UCI Podcast: KUCI’s 50th anniversary with Kevin Stockdale.

The current guardian of that hoedown spirit is “Howdylicious,” a Sunday night showcase for “all that twangs.” It airs alongside programs dedicated to Celtic music, home gardening, German pop-rock and identity theft.


KUCI celebrates 10 years, Daily Pilot

The birth of Anteater radio is “shrouded in mystery,” says Robert J. Morey in The History of KUCI: The First 25 Years or So, a 461-page treatise on the station’s rise. But some clues have emerged.

After KUCI’s largely forgotten pirate and student government-funded AM ancestors debuted in 1967 and ’68, the station jumped to the FM dial in October 1969, operating out of a storage closet in the Physical Sciences Building. The tiny studio was outfitted with two turntables, a tape machine and a primitive mixing console.

“There was no real schedule,” says Dean Okrand, who served as assistant station manager in 1970. “DJs would pop in when they felt like it, turn on the transmitter and do a show. It was anarchy at its best.”
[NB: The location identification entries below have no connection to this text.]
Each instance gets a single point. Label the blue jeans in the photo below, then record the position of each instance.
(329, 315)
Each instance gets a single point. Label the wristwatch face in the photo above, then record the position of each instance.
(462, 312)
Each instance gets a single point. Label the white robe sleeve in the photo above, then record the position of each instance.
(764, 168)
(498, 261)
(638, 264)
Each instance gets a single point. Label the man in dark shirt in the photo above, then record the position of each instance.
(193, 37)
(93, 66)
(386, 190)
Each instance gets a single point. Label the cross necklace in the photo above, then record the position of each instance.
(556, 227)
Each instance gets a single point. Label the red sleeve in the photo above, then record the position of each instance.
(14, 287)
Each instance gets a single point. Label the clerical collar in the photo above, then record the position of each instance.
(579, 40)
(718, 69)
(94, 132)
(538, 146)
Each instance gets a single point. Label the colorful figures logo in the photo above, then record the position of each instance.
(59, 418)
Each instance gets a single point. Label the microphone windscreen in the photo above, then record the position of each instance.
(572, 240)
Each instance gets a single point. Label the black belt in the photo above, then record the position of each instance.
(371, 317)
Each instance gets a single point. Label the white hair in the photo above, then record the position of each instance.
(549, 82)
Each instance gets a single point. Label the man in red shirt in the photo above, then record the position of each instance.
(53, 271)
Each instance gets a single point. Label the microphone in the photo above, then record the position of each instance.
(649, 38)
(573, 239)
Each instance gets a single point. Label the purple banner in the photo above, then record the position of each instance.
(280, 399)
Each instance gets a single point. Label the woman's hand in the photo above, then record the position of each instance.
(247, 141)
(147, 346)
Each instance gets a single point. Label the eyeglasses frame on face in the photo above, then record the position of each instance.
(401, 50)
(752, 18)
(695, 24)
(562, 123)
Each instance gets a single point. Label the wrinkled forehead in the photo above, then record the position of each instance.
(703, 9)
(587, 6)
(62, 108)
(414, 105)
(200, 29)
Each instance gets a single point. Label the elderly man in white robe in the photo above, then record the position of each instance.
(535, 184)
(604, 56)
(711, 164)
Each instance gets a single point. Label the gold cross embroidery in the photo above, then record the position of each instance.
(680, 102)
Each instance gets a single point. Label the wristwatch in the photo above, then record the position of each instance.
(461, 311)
Okrand liked to broadcast late-night “sound collages,” in which he’d play two records simultaneously, sometimes spinning one backward. He also had a job in a science lab down the hall, analyzing subatomic particles. If he was on duty there, he’d stop by the studio first, put on one of his favorite LPs and basically have his own personal soundtrack for work. “I just had to go back every 15 minutes to turn the album over,” says Okrand, who went on to become an Emmy-winning television sound mixer.


KUCI celebrates 10 years, Daily Pilot

Things have come a long way since then.

The music library, for example, has ballooned from six albums and a box of 45s to roughly 40,000 LPs and 35,000 CDs, although few of KUCI’s 100 or so staff members ever dig through the stacks. “They explore new tunes digitally, not physically,” laments Stockdale, who presides over the station from an office crammed with action figures from “The Simpsons,” “Futurama,” “Lost,” and other sci-fi and animated series.

Another upgrade is the station’s reach. Until 1993, the running joke was that KUCI DJs “would have a bigger broadcast range if they just stood at a window and shouted,” observed the Los Angeles Times. At one point, that was literally true. In March 1981, KCRW, which used the same FM frequency (89.9), boosted its power and drowned out KUCI’s signal for five months, even on campus, according to Morey. KUCI finally resurfaced in September, after winning Federal Communications Commission permission to move down the FM dial to 88.9. In 1993, the station upped its power from 24 watts to 200 watts – still paltry by industry standards but strong enough to be heard across much of Orange County.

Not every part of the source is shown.